2026-01-26 NASA

Containing nearly 800,000 galaxies, this image from NASA’s James Webb Space Telescope is overlaid with a map of dark matter, represented in blue. Researchers used Webb data to find the invisible substance via its gravitational influence on regular matter.NASA/STScI/J. DePasquale/A. Pagan
<関連情報>
- https://www.nasa.gov/missions/webb/nasa-reveals-new-details-about-dark-matters-influence-on-universe/
- https://www.nature.com/articles/s41550-025-02763-9
超高解像度の(暗黒)物質地図 An ultra-high-resolution map of (dark) matter
Diana Scognamiglio,Gavin Leroy,David Harvey,Richard Massey,Jason Rhodes,Hollis B. Akins,Malte Brinch,Edward Berman,Caitlin M. Casey,Nicole E. Drakos,Andreas L. Faisst,Maximilien Franco,Leo W. H. Fung,Ghassem Gozaliasl,Qiuhan He,Hossein Hatamnia,Eric Huff,Natalie B. Hogg,Olivier Ilbert,Jeyhan S. Kartaltepe,Anton M. Koekemoer,Shouwen Jin,Erini Lambrides,Alexie Leauthaud,… John R. Weaver
Nature Astronomy Published:26 January 2026
DOI:https://doi.org/10.1038/s41550-025-02763-9
Abstract
Ordinary matter—including particles such as protons and neutrons—accounts for only about one-sixth of all matter in the Universe.
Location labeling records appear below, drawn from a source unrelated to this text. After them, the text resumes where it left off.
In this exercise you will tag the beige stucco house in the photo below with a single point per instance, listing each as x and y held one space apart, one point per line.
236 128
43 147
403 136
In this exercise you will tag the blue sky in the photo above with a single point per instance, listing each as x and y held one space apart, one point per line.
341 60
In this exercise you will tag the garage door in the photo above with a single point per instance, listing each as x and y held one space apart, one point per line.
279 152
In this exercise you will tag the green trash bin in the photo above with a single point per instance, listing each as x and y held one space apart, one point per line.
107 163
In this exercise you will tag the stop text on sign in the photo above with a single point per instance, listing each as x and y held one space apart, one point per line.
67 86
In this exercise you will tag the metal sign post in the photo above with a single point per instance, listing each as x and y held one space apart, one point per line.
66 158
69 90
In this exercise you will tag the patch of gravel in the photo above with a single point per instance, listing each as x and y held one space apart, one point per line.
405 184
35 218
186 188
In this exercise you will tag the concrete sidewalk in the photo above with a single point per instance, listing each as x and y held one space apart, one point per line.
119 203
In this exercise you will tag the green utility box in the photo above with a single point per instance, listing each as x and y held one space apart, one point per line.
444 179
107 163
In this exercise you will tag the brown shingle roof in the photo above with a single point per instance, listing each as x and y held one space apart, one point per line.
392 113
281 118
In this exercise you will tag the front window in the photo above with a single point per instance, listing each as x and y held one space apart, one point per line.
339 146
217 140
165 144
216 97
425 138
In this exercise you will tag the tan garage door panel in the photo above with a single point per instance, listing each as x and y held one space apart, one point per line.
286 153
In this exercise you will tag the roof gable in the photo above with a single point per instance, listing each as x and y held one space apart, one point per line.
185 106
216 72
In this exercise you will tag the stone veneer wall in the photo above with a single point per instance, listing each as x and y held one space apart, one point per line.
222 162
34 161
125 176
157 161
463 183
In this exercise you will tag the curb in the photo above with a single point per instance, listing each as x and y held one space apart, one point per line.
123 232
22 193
The rest is dark matter, which does not emit or absorb light but plays a fundamental role in galaxy and structure evolution. Because it interacts only through gravity, one of the most direct probes is weak gravitational lensing: the deflection of light from distant galaxies by intervening mass. Here we present an extremely detailed, wide-area weak-lensing mass map covering 0.77° × 0.70°, using high-resolution imaging from the James Webb Space Telescope as part of the COSMOS-Web survey. By measuring the shapes of 129 galaxies per square arcminute—many independently in the F115W and F150W bands—we achieve an angular resolution of 1.00±0.01‘. Our map has more than twice the resolution of earlier Hubble Space Telescope maps, revealing how dark and luminous matter co-evolve across filaments, clusters and underdensities. It traces mass features out to z ≈ 2, including the most distant structure at z ≈ 1.1. The sensitivity to high-redshift lensing constrains galaxy environments at the peak of cosmic star formation and sets a high-resolution benchmark for testing theories about the nature of dark matter and the formation of large-scale cosmic structure.